Eliminate These 15 Words

TheMuse.com recently published the “15 Words You Need to Eliminate From Your Vocabulary to Sound Smarter” so of course I am all over it (for myself). People don’t have time (or the attention span) to read any more words than necessary. If you want people to hear you out and understand your message (and sound smarter), eliminate the following words:  

THAT: unneeded most of the time. My own personal pet peeve. Read any sentence using the word and try the sentence without it. If the sentence works without it, then delete it. Also don’t use that when referring to people. “I have friends that live in that neighborhood.” No you don’t – you have friends who.

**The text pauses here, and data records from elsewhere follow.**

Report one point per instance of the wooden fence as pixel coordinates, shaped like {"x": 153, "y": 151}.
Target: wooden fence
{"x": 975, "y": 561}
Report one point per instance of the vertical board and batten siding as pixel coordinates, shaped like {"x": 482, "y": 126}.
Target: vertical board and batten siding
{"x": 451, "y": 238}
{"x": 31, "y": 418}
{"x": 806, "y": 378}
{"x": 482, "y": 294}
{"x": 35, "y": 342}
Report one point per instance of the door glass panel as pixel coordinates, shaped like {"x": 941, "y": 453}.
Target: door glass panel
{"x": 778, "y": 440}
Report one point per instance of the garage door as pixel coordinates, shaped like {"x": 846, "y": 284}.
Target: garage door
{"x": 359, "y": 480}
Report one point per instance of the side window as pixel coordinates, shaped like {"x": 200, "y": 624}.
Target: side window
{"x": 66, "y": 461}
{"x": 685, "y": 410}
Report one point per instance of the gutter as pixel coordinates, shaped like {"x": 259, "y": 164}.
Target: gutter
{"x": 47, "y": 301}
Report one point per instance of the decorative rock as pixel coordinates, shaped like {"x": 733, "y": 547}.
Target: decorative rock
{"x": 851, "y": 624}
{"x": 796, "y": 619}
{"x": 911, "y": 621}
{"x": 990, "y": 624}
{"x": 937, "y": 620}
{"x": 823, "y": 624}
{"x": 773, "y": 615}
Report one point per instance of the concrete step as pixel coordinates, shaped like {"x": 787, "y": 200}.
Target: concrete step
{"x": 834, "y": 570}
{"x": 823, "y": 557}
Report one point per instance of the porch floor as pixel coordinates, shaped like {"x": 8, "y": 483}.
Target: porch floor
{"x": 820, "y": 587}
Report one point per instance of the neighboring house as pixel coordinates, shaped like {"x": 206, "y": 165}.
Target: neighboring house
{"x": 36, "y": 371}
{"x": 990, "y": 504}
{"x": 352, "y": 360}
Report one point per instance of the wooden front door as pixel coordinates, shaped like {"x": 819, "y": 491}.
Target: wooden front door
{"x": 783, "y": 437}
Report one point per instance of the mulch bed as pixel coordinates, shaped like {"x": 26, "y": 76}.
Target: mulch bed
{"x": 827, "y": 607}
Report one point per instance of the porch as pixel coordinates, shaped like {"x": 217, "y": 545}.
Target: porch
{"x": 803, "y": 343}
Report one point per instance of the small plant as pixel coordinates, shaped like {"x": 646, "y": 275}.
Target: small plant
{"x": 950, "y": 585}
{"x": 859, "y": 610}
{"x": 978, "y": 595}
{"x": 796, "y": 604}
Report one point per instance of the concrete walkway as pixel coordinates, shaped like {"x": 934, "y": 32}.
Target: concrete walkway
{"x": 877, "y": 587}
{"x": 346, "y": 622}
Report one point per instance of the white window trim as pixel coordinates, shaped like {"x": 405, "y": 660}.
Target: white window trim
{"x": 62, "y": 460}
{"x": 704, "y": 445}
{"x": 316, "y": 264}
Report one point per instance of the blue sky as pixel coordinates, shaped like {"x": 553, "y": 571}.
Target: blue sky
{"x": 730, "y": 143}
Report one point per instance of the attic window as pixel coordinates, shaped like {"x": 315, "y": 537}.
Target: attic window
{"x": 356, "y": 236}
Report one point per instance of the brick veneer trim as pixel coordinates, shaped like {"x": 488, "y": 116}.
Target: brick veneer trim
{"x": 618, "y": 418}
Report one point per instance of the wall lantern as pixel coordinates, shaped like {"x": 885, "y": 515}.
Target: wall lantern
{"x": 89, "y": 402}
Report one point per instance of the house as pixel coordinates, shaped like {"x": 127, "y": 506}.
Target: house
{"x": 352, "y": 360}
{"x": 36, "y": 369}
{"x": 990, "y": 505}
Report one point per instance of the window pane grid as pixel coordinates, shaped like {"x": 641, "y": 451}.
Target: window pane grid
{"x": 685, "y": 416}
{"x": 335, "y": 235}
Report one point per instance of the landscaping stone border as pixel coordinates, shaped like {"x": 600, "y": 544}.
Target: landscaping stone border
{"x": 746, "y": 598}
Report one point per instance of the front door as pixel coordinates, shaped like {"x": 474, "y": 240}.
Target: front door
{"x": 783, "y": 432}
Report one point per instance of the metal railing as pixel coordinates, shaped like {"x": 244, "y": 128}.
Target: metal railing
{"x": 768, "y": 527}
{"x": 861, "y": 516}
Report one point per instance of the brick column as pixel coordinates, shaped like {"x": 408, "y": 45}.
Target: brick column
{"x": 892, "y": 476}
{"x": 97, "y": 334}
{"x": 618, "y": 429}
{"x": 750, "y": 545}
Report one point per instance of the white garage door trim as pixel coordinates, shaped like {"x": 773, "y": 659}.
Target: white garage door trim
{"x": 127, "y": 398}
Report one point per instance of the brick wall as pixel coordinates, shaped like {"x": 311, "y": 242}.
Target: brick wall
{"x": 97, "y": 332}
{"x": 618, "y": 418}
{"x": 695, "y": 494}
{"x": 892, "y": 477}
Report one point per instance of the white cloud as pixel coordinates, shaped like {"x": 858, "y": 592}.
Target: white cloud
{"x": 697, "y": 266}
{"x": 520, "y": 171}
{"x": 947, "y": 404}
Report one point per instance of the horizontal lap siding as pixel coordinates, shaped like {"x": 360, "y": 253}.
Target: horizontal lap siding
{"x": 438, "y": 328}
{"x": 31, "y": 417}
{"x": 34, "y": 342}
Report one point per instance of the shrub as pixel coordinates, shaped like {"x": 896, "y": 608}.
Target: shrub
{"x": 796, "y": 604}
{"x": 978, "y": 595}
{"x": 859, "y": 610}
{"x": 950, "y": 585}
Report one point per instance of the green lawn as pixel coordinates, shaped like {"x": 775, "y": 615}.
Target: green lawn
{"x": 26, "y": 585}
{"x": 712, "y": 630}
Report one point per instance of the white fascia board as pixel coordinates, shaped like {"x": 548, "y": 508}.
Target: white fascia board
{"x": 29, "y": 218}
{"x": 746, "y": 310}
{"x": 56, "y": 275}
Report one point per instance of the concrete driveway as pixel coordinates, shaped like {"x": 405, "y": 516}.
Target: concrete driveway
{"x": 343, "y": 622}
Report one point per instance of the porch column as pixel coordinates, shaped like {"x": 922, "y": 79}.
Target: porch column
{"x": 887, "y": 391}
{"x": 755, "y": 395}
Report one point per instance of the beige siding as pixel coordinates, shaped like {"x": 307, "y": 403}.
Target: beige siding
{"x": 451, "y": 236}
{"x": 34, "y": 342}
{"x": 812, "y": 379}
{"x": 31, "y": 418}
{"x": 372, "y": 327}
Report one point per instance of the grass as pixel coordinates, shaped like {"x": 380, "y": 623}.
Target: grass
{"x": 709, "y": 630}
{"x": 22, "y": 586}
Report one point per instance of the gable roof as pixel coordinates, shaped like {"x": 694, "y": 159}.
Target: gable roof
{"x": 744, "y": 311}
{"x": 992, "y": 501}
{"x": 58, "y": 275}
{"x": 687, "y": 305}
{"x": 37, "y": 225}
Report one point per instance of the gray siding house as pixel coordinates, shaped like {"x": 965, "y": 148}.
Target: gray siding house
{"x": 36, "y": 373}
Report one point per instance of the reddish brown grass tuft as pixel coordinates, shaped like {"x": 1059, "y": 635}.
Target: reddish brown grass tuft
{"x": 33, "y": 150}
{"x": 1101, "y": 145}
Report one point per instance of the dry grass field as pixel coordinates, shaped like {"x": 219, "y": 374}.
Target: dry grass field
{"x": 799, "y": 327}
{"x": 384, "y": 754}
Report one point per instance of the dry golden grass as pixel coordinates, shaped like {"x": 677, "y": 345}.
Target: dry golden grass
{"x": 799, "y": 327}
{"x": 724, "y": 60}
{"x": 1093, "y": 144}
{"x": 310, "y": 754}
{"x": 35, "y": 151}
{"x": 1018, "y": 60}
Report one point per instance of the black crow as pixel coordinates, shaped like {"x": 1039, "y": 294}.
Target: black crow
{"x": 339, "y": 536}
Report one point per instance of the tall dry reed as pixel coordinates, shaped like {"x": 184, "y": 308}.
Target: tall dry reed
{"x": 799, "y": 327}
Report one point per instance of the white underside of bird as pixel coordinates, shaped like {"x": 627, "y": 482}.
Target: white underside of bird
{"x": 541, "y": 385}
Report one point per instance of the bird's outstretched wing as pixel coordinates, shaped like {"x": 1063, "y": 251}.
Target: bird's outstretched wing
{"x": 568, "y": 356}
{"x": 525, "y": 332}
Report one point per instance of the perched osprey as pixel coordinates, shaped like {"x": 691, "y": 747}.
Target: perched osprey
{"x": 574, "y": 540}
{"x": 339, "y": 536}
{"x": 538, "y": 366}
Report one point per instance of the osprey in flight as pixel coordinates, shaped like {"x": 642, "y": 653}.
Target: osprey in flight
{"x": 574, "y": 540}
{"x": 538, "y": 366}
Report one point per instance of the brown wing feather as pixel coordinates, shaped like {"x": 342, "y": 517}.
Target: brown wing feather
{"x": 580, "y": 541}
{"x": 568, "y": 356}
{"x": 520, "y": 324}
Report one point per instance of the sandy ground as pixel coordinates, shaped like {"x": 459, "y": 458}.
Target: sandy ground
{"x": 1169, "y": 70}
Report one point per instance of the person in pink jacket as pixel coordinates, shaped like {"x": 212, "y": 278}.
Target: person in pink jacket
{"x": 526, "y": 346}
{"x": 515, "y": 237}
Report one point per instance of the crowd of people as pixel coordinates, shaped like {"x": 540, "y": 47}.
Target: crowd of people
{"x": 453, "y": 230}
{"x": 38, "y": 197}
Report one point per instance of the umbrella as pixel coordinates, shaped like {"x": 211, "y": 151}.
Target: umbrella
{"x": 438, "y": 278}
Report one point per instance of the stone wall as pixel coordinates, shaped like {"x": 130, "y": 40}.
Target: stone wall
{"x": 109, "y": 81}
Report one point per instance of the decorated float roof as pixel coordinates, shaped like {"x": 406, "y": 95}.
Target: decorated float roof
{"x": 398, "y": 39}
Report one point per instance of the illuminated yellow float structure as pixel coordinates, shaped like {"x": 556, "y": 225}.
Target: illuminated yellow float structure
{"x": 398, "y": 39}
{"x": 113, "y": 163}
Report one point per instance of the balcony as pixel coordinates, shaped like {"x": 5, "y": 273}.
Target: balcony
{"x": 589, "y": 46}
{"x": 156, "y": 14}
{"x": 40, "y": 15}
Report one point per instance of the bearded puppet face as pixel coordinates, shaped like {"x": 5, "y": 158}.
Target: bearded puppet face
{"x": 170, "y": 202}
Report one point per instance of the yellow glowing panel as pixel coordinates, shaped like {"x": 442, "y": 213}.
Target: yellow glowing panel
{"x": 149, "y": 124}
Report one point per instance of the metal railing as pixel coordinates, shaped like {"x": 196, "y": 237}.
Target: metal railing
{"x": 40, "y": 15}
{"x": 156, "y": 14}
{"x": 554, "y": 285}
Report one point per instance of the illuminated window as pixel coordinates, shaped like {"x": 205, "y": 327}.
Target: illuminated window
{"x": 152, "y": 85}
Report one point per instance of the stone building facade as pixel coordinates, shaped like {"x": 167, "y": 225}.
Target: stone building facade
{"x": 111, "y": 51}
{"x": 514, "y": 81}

WENT: instead consider drove, flew, walked, ran. Went is lazy and doesn’t add to the story.

HONESTLY: people use honestly to add emphasis. But the minute you tell someone this particular statement is honest, you’ve implied the rest of your words are not.

ABSOLUTELY: adding this word to most sentences is redundant. Absolutely necessary doesn’t make it more necessary.

VERY: good adjectives don’t need qualifiers. It makes your statement less specific. Use ecstatic instead of very happy, or depressed instead of very sad. And very cold and very tall means different things to different people.

REALLY: unless you’re visiting from the 1980’s, there’s no need to use this word – as an adjective, verb, or adverb. Pick a different word to make your point. And never repeat really (or very, for that matter).

AMAZING: means “causes great surprise or sudden wonder.” It’s synonymous with wonderful, incredible, startling, marvelous, astonishing, astounding, remarkable, miraculous, surprising, mind-blowing, and staggering. You get the point, right? It’s everywhere – in corporate slogans, Academy Awards speeches, all over social media, pregame and postgame shows. Newsflash: If everything is amazing, nothing is.

ALWAYS: “absolutes lock the writer into a position, sound conceited and close-minded, and often open the door to criticism regarding inaccuracies. Always is rarely true. Unless you are giving written commands or instruction, find another word.”

NEVER: see “always.”

LITERALLY: means literal – actually happening as stated, without exaggeration. Most times the writer actually means figuratively.

JUST: makes sentence weaker, not stronger. Only use as a synonym for equitable, fair, even-handed, or impartial.

MAYBE: communicates uncertainty, makes you sound uninformed and unsure.

STUFF: if what you’re talking about isn’t important enough to be mentioned by name, why mention it at all?

THINGS: see “stuff.”

IRREGARDLESS: doesn’t mean what you think it means. It means – regardless.